Workday Global Workforce Report: Job Market Tightens as AI Reshapes Hiring Processes

Despite these odds, top performing employees are quitting their jobs to look for better opportunities elsewhere. At the same time, organisations are turning to AI to transform how they find and keep their best people.

Workday, Inc. (NASDAQ: WDAY), a leading provider of solutions to help organisations manage their people and money, published its semi-annual Global Workforce Report today, which found that it’s an employers’ market, with the number of job applications growing four times faster than job openings. Despite these odds, top performing employees are quitting their jobs to look for better opportunities elsewhere. At the same time, organisations are turning to AI to transform how they find and keep their best people. 

Key global findings from the first half of 2024 Workday Global Workforce Report include:

  • It's getting tougher to land a new job: The surge in applications (31%) far outpaces job growth (7%) in the first half of 2024 compared to the first half of 2023.
  • Top performers may leave first: Voluntary turnover of high-potential employees is up in 75% of the industries tracked.
  • AI is becoming a must-have tool for HR teams: 77% of organisations plan to increase their use of AI in hiring in the coming year.
  • Meaningful work leads to greater feelings of accomplishment and loyalty: Workers who believe they are doing meaningful work feel 37% more accomplished than those who don’t, even under workloads workers describe as “challenging.”

Workday Recruiting customers globally processed 19 million job requisitions – a 7% increase compared to the first half of 2023 – and 173 million job applications – a 31% increase compared to the same period. In the UK, customers processed 872,000 job requisitions – an 8% increase compared to the first half of 2023 – and 5.1 million job applications – a 22% increase compared to the same period.
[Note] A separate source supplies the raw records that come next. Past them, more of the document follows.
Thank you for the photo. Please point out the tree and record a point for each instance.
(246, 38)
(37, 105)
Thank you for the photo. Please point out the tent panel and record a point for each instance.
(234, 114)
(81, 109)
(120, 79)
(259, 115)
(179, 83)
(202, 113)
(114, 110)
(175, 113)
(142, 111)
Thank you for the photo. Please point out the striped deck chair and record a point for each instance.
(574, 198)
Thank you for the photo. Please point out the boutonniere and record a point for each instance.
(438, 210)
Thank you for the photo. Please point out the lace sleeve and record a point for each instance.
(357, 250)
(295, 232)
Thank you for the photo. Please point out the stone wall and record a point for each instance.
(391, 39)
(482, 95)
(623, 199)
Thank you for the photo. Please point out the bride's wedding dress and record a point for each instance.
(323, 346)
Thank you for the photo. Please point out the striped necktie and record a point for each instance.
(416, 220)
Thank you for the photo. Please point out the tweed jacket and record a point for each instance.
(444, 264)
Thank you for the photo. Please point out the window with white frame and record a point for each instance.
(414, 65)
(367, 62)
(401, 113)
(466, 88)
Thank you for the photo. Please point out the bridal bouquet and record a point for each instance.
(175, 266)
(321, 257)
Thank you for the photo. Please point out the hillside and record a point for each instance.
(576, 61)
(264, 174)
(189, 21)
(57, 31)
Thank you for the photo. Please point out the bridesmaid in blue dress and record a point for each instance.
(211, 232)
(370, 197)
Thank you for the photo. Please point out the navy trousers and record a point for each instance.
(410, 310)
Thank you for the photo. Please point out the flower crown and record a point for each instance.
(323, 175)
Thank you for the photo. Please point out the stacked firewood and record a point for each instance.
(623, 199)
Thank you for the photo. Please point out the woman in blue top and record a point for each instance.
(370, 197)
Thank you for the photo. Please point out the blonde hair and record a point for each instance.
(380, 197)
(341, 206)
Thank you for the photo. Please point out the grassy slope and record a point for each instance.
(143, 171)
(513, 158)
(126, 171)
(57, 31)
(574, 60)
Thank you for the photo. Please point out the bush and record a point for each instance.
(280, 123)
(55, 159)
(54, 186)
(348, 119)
While the job market grew, it’s becoming increasingly competitive for employees, a trend that will become more pronounced if job growth slows and unemployment keeps edging up globally. While the UK market is not as fiercely competitive as in recent years, it still presents challenges. Economic slowdown and forecasts of rising unemployment suggest increased competition for available positions. In fact, the data reveals there were only 458,000 offers/employee agreements – a 1% decrease compared to the first half of 2023.

“The findings from the report show that the market now favours employers rather than employees. However, with the war for talent ongoing, leaders must still listen to what job seekers are searching for as the data shows they increasingly want to strike the right

productivity‑flexibility balance and be offered career development opportunities alongside a fair salary,” said Daniel Pell, vice president and country manager, UKI, Workday. “Wage growth in the UK is also expected to moderate in 2024, which may potentially impact negotiation power for job seekers.” 

The Job Market Remains Tough for Workers

While companies are hiring more, they're also receiving a flood of applications, making it harder for employers to select the right candidate and for employees to stand out. This intense competition is pushing employers to become even more selective, with 72% of leaders raising the bar for qualifications and experience. This trend shows no signs of slowing down, as 59% of leaders say this is likely to continue for the next year, creating a challenging landscape for job seekers, while employers struggle to find efficient and fair ways to hire the best talent.

High Performing Workers Seek New Opportunities as Employers Struggle to Retain Talent

As companies start hiring again, their most talented employees may be leaving for better opportunities elsewhere. Even though overall employee turnover has been low, data shows that top performers are most likely to leave: 75% of the industries tracked saw an increase in the loss of high-potential employees. This is a big challenge for the 50% of companies already struggling to keep their best people.

It’s no surprise then that globally and in the UK, the focus is on retention with many employers turning to internal mobility programs to help employees grow and develop within the company. These programs have been successful, with 67% of leaders reporting a positive impact on their organisation. 

AI is Levelling the Hiring Playing Field and Improving Efficiency

More and more companies are turning to AI for hiring and are seeing real benefits. Most leaders (70%) say AI will make hiring more fair, and 89% believe it will make their hiring processes more efficient. It's no wonder that most companies (77%) plan to use AI in hiring even more in the coming year. The most popular ways they're using it now include testing candidates' skills (26%), screening resumes and applications (26%), and automating repetitive tasks (24%). 

Testing candidates’ skills in particular has proved helpful as finding candidates with the right skills remains a challenge in the UK - particularly in technical fields.

Meaningful Work Emerges as the Key to Employee Loyalty and Resilience 

In a time when companies are pushing for greater productivity, giving employees meaningful work to drive feelings of accomplishment is key to keeping them engaged and loyal. Report findings show that employees who find their work meaningful feel 37% more accomplished, even when workloads are overwhelming.

While growth opportunity, a clear strategy, and fair pay are important for employee loyalty, a sense of accomplishment is also crucial. To boost employee satisfaction, leaders should prioritise meaningful work and consider using AI tools to help employees focus on high-impact tasks.